Die folgenden Punkte zeigen die Vereinfachungen, die gemacht werden mussten, aber nicht notwendig sind, wenn eine mikroskopische Simulation gebraucht wird:

  •  Sieht man sich aber Unfallberichte an, kann die Reaktionszeit der Passagiere stark variieren. Besonders wenn Leute seekrank sind, sind sie nicht bereit, zu akzeptieren, dass etwas nicht in Ordnung ist und sie das Schiff verlassen müssen. Stattdessen tendieren sie dazu, in ihren "sicheren" Kabinen zu bleiben. Ein anderes Beispiel ist die Evakuierung von Hochgeschwindigkeitspassagierfähren, dort sitzen die Leute normalerweise in Reihen, wie in einem Flugzeug. Die Zeit, die Passagiere benötigen, um ihre Schwimmwesten unter ihren Sitzen hervorzuziehen und diese anzuziehen variiert stark. Dieser Aspekt sollte nicht vernachlässigt werden, wenn die Evakuierungszeit berechnet wird.
  • Alle Passagiere verwenden nur die Hauptevakuierungsstrecken. Das Bild neben diesem Text zeigt ein typisches Passagierdeck. Feuer getestete Schotten (Orange) teilen das Schiff in senkrechte Brandabschnitte, die ihre eigenen Treppen (Grün) haben. Im Falle eines Notfalls und entsprechend den Berechnungen der IMO "vorläufigen Richtlinien" würde die Person, auf die hingewiesen ist, den blauen Fluchtweg verwenden und in ihrem Brandabschnitt bleiben. Studien über menschliches Verhalten haben gezeigt, dass Menschen dazu tendieren, den kürzesten Weg zu nehmen. Deshalb würde die Person normalerweise die rote Strecke wählen. Wenn sich eine Notfallsituation ergibt, ist es fraglich, ob diese Person der Strecke folgt, die auf dem, an der kabinentürhängnden, Evakuierungsplan beschriebenen ist. Es ist wahrscheinlich, dass die Leute vertraute Strecken benutzen, in diesem Fall, die Rote. Wenn alle senkrechten Zonen gleich groß wären, könnte man annehmen, dass die Anzahl von Personen, die die Treppen in einer senkrechten Zone erreichen, gleich der Anzahl von Personen ist, die bei der IMO - Berechnung angenommenen werden.
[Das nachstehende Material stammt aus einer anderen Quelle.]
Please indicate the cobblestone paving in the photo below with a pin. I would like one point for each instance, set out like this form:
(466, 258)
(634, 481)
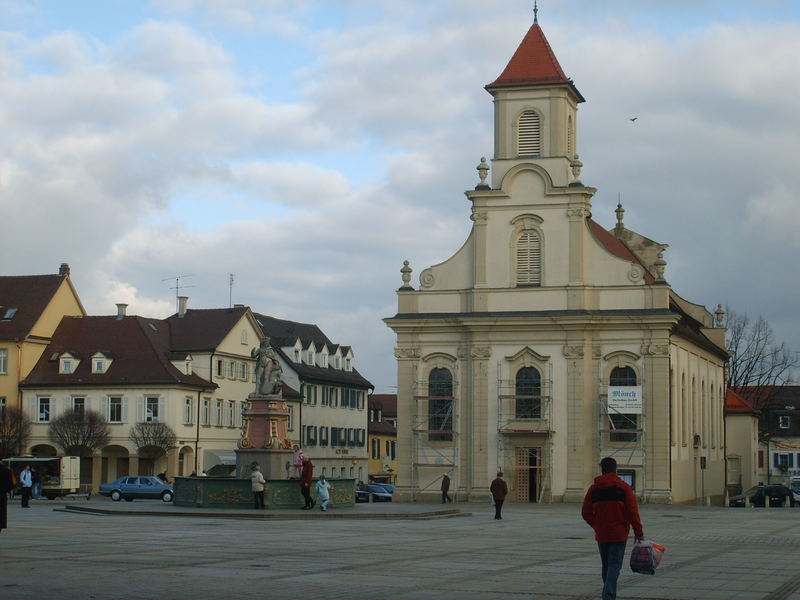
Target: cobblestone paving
(536, 552)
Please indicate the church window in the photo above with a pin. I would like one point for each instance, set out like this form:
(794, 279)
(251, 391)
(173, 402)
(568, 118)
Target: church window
(529, 134)
(623, 376)
(528, 394)
(440, 405)
(529, 259)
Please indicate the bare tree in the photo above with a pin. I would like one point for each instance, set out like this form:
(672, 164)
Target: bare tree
(152, 437)
(15, 431)
(758, 361)
(79, 432)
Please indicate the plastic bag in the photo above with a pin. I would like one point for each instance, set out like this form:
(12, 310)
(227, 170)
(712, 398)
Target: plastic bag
(645, 557)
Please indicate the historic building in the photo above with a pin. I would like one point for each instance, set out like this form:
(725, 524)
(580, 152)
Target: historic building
(382, 434)
(330, 421)
(546, 341)
(31, 307)
(192, 371)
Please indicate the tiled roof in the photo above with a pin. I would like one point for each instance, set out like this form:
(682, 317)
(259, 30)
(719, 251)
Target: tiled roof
(284, 333)
(140, 348)
(734, 403)
(30, 295)
(204, 329)
(533, 63)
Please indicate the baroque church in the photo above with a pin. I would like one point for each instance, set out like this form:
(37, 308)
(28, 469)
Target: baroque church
(547, 342)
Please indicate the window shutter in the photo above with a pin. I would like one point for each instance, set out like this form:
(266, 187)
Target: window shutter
(529, 134)
(529, 259)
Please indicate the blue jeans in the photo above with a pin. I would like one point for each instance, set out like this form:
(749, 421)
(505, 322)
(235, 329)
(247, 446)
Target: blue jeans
(611, 554)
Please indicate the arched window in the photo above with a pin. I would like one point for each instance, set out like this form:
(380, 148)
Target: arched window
(529, 134)
(528, 394)
(529, 259)
(622, 377)
(440, 405)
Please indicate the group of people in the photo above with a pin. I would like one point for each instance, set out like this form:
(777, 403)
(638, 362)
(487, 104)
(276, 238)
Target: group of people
(303, 471)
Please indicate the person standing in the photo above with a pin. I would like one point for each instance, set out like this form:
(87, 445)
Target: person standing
(305, 482)
(26, 483)
(499, 489)
(257, 482)
(6, 485)
(446, 488)
(323, 489)
(610, 509)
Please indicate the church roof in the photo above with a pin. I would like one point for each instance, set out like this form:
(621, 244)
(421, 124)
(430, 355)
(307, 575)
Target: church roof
(534, 63)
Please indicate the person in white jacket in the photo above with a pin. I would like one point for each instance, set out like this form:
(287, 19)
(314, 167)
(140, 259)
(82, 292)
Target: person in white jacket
(323, 489)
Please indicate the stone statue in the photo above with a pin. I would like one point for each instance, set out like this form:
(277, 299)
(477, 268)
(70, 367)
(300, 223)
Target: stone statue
(269, 374)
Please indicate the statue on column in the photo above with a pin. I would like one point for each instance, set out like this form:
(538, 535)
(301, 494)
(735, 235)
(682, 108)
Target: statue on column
(269, 374)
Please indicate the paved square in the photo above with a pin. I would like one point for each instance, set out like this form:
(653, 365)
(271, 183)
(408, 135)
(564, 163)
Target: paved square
(541, 552)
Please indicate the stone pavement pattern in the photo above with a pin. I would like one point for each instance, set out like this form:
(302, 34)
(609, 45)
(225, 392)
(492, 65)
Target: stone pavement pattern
(542, 552)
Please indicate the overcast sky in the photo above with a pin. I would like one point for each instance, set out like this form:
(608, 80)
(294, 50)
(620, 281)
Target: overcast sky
(310, 146)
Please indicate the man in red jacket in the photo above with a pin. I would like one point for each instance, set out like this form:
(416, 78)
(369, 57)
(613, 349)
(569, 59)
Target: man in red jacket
(610, 508)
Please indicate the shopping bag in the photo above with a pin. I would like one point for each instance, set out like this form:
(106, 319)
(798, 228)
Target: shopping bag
(645, 557)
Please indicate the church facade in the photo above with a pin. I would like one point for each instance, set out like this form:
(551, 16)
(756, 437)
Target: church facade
(547, 342)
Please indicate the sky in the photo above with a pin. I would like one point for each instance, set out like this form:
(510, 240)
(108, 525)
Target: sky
(308, 147)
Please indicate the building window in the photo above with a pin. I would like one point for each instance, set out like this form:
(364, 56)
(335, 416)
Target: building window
(623, 376)
(188, 404)
(440, 405)
(528, 393)
(79, 405)
(529, 259)
(206, 411)
(115, 412)
(529, 134)
(43, 412)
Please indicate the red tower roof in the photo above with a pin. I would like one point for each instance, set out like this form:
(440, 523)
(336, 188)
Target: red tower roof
(534, 63)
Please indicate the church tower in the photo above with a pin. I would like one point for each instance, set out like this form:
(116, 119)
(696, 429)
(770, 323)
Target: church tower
(510, 351)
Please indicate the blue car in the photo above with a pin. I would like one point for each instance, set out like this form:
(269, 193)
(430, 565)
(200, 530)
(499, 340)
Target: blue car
(137, 486)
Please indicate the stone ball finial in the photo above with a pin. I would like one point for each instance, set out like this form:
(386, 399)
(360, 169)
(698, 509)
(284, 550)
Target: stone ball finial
(406, 274)
(483, 173)
(719, 316)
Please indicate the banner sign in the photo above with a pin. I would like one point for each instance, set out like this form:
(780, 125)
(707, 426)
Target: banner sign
(625, 400)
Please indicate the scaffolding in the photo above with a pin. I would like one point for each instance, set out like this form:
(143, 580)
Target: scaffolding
(525, 437)
(622, 436)
(435, 438)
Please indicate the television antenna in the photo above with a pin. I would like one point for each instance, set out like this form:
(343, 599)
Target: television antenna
(178, 287)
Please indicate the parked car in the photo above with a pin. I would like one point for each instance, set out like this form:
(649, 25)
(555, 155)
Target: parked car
(775, 494)
(137, 486)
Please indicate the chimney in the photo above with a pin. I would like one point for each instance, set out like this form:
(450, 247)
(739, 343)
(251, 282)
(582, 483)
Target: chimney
(182, 301)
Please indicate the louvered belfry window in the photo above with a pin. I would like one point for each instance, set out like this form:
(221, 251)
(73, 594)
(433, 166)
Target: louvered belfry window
(529, 135)
(529, 259)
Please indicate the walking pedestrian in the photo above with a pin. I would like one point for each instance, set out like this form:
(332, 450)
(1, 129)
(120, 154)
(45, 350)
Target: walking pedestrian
(305, 482)
(323, 489)
(610, 509)
(499, 489)
(6, 485)
(257, 482)
(26, 483)
(446, 488)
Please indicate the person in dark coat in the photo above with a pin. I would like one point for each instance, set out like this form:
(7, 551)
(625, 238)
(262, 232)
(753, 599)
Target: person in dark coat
(610, 509)
(305, 482)
(446, 488)
(499, 489)
(6, 485)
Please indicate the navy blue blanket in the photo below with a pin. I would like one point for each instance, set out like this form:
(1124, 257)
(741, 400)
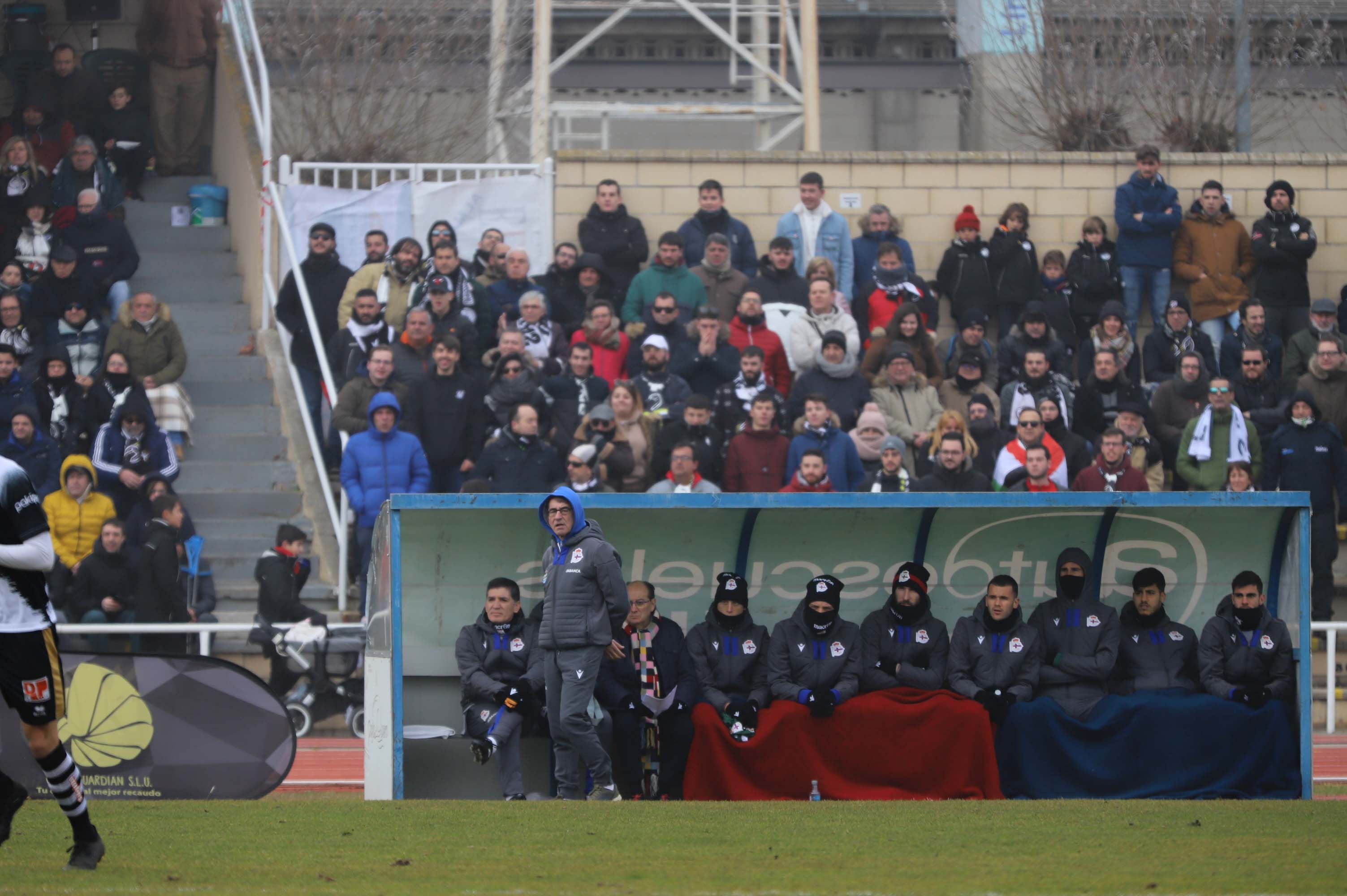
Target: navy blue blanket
(1152, 744)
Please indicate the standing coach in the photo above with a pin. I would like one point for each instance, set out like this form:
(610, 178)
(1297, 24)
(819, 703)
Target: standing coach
(584, 609)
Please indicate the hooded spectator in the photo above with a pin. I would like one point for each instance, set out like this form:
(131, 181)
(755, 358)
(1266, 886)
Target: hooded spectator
(965, 273)
(607, 340)
(820, 429)
(706, 360)
(325, 278)
(1096, 277)
(34, 452)
(1031, 332)
(969, 340)
(749, 328)
(379, 463)
(1306, 455)
(1252, 333)
(573, 394)
(822, 317)
(107, 254)
(61, 405)
(393, 282)
(712, 220)
(445, 410)
(1175, 336)
(906, 329)
(84, 170)
(615, 235)
(777, 281)
(1113, 333)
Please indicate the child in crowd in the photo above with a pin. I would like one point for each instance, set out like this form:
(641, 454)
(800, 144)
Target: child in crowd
(965, 273)
(1094, 274)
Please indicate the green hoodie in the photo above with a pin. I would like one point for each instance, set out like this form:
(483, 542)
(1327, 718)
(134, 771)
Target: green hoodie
(1210, 476)
(687, 290)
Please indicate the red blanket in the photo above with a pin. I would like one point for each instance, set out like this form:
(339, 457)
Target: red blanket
(895, 744)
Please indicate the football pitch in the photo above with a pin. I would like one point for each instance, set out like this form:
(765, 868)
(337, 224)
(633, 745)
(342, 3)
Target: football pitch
(339, 844)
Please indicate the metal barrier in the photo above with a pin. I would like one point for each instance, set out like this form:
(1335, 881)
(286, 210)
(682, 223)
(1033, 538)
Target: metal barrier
(203, 630)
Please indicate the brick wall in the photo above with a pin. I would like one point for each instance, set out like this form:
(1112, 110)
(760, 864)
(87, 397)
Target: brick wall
(928, 189)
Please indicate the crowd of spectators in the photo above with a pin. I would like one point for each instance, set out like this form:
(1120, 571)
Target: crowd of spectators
(603, 374)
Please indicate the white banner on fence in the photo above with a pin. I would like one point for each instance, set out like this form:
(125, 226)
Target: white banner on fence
(512, 205)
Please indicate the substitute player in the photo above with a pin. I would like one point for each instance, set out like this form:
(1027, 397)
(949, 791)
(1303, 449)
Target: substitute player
(30, 665)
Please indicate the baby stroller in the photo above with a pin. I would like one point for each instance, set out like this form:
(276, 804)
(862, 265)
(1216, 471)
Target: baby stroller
(326, 663)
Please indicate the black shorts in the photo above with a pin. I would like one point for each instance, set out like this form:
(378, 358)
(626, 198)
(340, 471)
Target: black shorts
(31, 678)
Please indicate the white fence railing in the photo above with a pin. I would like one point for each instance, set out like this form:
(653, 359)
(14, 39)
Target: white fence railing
(203, 630)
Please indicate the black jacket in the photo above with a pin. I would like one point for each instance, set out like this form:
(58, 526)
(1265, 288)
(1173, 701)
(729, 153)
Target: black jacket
(798, 662)
(491, 661)
(619, 681)
(103, 574)
(448, 415)
(1096, 407)
(1084, 633)
(965, 277)
(1155, 654)
(706, 444)
(1015, 266)
(1230, 658)
(1160, 363)
(279, 581)
(1283, 246)
(779, 286)
(923, 647)
(158, 596)
(730, 665)
(1307, 460)
(620, 240)
(326, 281)
(981, 659)
(511, 467)
(1097, 278)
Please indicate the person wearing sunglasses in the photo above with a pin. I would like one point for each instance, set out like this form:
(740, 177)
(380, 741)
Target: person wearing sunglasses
(1217, 437)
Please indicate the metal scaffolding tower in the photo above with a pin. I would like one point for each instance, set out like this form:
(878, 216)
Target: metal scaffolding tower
(797, 46)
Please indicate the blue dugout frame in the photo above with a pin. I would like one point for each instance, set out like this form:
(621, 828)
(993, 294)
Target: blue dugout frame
(1296, 507)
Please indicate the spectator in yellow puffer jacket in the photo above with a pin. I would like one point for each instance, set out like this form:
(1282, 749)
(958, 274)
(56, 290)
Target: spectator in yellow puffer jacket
(76, 515)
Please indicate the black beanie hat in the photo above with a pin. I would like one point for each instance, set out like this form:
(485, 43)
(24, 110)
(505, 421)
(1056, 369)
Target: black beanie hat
(825, 588)
(730, 586)
(1147, 577)
(1280, 185)
(911, 574)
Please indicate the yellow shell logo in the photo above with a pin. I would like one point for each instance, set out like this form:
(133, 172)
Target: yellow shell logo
(105, 721)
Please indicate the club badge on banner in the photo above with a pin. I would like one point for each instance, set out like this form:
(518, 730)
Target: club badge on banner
(512, 205)
(164, 728)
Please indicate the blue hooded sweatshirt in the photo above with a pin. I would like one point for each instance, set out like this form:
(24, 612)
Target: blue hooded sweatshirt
(378, 465)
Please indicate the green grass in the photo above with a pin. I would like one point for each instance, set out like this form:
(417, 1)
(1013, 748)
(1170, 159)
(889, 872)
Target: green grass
(343, 845)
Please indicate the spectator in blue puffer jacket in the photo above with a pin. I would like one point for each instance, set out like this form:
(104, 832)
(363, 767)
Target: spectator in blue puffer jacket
(379, 463)
(1148, 213)
(713, 217)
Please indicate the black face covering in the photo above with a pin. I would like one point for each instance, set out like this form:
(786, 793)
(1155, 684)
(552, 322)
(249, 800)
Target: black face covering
(820, 623)
(1249, 617)
(1071, 586)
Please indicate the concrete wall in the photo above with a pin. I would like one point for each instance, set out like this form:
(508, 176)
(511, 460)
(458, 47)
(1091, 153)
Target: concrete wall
(928, 189)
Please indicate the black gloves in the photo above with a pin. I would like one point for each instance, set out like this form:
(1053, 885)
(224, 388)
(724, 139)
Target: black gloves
(518, 700)
(821, 704)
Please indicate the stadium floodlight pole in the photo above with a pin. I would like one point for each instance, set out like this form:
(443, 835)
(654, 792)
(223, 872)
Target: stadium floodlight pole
(1244, 96)
(810, 74)
(540, 143)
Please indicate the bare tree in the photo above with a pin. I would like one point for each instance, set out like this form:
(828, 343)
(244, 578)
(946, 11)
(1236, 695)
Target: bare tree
(401, 84)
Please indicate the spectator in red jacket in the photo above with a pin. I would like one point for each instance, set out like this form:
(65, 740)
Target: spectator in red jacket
(756, 457)
(813, 475)
(749, 328)
(1112, 471)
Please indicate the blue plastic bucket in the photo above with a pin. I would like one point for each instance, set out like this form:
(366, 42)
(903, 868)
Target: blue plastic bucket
(208, 205)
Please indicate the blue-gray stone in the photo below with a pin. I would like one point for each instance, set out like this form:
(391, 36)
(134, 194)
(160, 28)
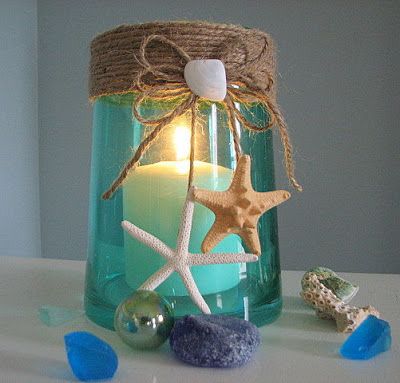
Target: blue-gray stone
(90, 357)
(214, 340)
(370, 338)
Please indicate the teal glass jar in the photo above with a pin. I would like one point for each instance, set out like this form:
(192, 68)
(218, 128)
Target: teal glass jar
(152, 198)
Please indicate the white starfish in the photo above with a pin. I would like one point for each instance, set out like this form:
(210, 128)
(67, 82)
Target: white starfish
(180, 259)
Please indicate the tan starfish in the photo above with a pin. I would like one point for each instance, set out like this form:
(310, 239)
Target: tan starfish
(238, 209)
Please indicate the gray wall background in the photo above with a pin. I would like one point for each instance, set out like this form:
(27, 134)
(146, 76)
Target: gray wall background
(19, 158)
(339, 89)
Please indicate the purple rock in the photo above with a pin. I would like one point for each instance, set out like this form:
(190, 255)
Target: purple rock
(370, 338)
(214, 340)
(90, 357)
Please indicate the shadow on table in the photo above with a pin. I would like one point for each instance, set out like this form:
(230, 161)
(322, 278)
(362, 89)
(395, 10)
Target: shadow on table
(34, 366)
(302, 330)
(297, 315)
(314, 347)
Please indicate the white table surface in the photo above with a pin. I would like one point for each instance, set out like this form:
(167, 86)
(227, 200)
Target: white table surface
(298, 347)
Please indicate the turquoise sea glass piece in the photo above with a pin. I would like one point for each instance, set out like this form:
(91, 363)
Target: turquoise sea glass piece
(370, 338)
(55, 315)
(90, 357)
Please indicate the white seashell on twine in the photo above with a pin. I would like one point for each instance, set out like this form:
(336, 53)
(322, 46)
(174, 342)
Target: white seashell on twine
(206, 78)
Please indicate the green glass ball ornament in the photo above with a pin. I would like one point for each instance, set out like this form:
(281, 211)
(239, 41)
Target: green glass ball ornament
(144, 320)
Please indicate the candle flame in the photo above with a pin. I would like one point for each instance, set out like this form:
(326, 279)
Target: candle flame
(182, 142)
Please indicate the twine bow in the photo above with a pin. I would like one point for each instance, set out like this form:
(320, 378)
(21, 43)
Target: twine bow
(166, 82)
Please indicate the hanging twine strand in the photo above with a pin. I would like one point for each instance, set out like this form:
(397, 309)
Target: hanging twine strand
(165, 81)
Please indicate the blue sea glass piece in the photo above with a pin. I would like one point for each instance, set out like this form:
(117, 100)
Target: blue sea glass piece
(90, 357)
(56, 315)
(214, 340)
(370, 338)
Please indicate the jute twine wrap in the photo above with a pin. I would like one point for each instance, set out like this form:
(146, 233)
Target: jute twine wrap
(150, 59)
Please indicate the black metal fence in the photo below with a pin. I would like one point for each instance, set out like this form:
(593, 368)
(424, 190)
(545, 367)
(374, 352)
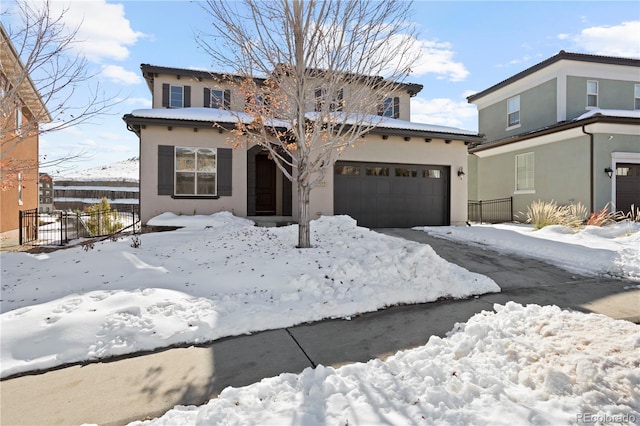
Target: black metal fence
(491, 211)
(46, 229)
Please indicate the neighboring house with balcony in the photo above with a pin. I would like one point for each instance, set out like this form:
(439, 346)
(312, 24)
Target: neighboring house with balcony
(401, 174)
(566, 129)
(22, 111)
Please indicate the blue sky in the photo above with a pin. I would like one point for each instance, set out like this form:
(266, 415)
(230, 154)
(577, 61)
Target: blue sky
(467, 46)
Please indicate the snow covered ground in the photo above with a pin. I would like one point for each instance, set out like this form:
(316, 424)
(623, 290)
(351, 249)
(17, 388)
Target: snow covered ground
(219, 276)
(610, 250)
(517, 366)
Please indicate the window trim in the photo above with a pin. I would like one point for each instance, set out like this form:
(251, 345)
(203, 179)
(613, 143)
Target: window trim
(19, 118)
(194, 195)
(593, 94)
(529, 170)
(510, 112)
(171, 87)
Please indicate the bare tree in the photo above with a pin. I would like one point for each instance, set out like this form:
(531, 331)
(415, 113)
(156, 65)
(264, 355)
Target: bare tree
(49, 69)
(314, 73)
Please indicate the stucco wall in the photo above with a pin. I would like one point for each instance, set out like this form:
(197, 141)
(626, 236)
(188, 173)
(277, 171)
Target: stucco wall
(612, 94)
(561, 174)
(397, 150)
(537, 109)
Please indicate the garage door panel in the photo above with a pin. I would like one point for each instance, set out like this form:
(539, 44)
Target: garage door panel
(393, 195)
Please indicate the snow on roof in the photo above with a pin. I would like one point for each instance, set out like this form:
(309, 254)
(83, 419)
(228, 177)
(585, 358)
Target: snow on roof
(224, 116)
(610, 113)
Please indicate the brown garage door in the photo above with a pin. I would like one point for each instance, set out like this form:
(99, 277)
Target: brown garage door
(627, 186)
(384, 195)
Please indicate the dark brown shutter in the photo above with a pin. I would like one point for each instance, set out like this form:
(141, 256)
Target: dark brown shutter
(227, 99)
(207, 97)
(224, 172)
(165, 95)
(187, 96)
(165, 169)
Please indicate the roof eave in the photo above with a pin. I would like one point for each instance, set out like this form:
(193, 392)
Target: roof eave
(555, 129)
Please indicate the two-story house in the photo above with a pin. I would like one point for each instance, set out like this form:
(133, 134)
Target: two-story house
(22, 111)
(566, 129)
(401, 174)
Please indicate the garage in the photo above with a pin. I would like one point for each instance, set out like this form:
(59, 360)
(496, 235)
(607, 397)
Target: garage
(385, 195)
(627, 186)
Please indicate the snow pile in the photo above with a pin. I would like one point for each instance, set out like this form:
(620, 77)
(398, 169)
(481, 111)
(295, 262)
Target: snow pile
(218, 276)
(612, 250)
(520, 365)
(126, 170)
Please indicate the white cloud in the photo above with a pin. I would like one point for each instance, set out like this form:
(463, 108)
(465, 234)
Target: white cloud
(118, 74)
(437, 58)
(444, 112)
(104, 32)
(616, 40)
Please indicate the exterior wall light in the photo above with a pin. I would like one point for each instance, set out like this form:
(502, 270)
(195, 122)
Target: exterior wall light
(609, 172)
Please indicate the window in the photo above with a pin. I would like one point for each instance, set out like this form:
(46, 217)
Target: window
(390, 107)
(524, 172)
(592, 94)
(322, 96)
(20, 202)
(18, 120)
(402, 172)
(217, 98)
(513, 111)
(431, 174)
(377, 171)
(175, 99)
(348, 170)
(195, 171)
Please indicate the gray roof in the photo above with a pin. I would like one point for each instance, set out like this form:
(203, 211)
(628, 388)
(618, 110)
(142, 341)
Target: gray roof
(562, 55)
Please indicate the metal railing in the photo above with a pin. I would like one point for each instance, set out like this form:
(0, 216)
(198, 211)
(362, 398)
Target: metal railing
(58, 228)
(491, 211)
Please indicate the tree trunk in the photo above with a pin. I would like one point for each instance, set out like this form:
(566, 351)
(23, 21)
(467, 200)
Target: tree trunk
(304, 231)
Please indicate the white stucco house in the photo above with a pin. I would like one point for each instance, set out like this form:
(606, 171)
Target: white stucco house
(401, 174)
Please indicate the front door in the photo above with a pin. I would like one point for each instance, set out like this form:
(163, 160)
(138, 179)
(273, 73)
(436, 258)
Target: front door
(265, 185)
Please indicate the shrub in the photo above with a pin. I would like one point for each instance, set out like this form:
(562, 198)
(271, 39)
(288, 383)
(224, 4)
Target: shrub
(102, 219)
(543, 213)
(602, 217)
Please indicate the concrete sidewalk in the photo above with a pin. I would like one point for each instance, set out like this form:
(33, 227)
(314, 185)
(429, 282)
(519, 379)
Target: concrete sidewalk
(146, 386)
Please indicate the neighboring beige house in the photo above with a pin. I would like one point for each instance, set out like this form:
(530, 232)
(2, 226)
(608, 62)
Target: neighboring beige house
(566, 129)
(402, 174)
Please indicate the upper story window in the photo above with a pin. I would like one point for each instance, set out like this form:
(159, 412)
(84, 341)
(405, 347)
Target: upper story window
(513, 111)
(18, 114)
(336, 103)
(592, 94)
(217, 98)
(176, 96)
(195, 172)
(390, 107)
(525, 172)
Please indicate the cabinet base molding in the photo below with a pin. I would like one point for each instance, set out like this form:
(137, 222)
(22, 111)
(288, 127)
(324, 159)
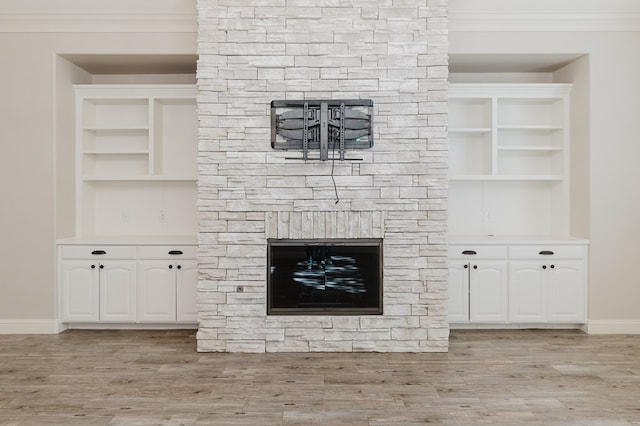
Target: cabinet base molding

Aber die Gestaltung der senkrechten Zonen unterscheidet sich, und die Anzahl von Personen, die die Treppen erreichen, variiert beträchtlich.  
  • Passagiere holen einander nicht ein und haben keine Beeinträchtigungen, die den Fluchtstrom behindern. Dies ist natürlich eine Vereinfachung, die weit von der Realität entfernt ist. Wenn die Passagiere die Gefahr realisieren, versuchen sie so schnell wie möglich zu den Evakuierungsstellen zu kommen. Daraus folgt, dass langsamere Personen eingeholt werden. Es ist auch wahrscheinlich, dass behinderte Menschen (z.B. in Rollstühlen) an Bord sind. Dies bedeutet, dass es Personen gibt, die sich mit dem Strom, aber mit einer geringeren Geschwindigkeit, bewegen. Weiterhin werden Leute, die plötzlich stehen bleiben, um sich zu orientieren, nicht mit in Betracht gezogen. Des Weiteren wird die Kapazität von Fluchtwegen und die Evakuierung als Ganzes durch die Wirkung von Schieflage und Bewegung eines Schiffes auf dem Seeweg beeinflusst.   
  • Gegenstrom wird als nur als "Gegenstromfaktor" in Betracht gezogen. Entsprechend den Vereinfachungen bewegen sich alle Passagiere in dieselbe Richtung. Es könnte sein, dass sich nur die Mannschaft in die entgegengesetzte Richtung bewegt und so den Gegenstrom verursacht. Sie ist von einem rein empirischen Faktor charakterisiert. In Wirklichkeit jedoch hat sich gezeigt, dass nicht alle Passagiere die Hauptfluchtstrecken wählen. Viele tendieren dazu zuerst zu ihren Kabinen zu gehen, um ihre persönlichen Dinge zu holen, oder sie wählen einfach einen anderen Fluchtweg. Dies führt zu ernst zunehmenden Behinderungen in den Korridoren, die wegen ihrer Komplexität nicht von einfachen Faktoren charakterisiert werden können. Die volle Verfügbarkeit des Fluchtwegesystems ist zu berücksichtigen.   
  • Die volle Verfügbarkeit des Fluchtwegesystems ist zu berücksichtigen. Passagierschiffe transportieren lebensrettende Geräte entsprechend SOLAS Kapitel III. Um eine sichere Evakuierung auch unter Schieflage sicherzustellen, muss es möglich sein, alle Menschen an Bord mittels der lebensrettenden Geräte von nur einer Seite des Schiffs aus zu evakuieren. Es ist auch möglich, dass ein Teil der lebensrettenden Geräte aufgrund von Kollisionen nicht mehr funktionieren. Um dann an eine intakte Ausrüstung zu gelangen, müssen Menschen umgeleitet werden.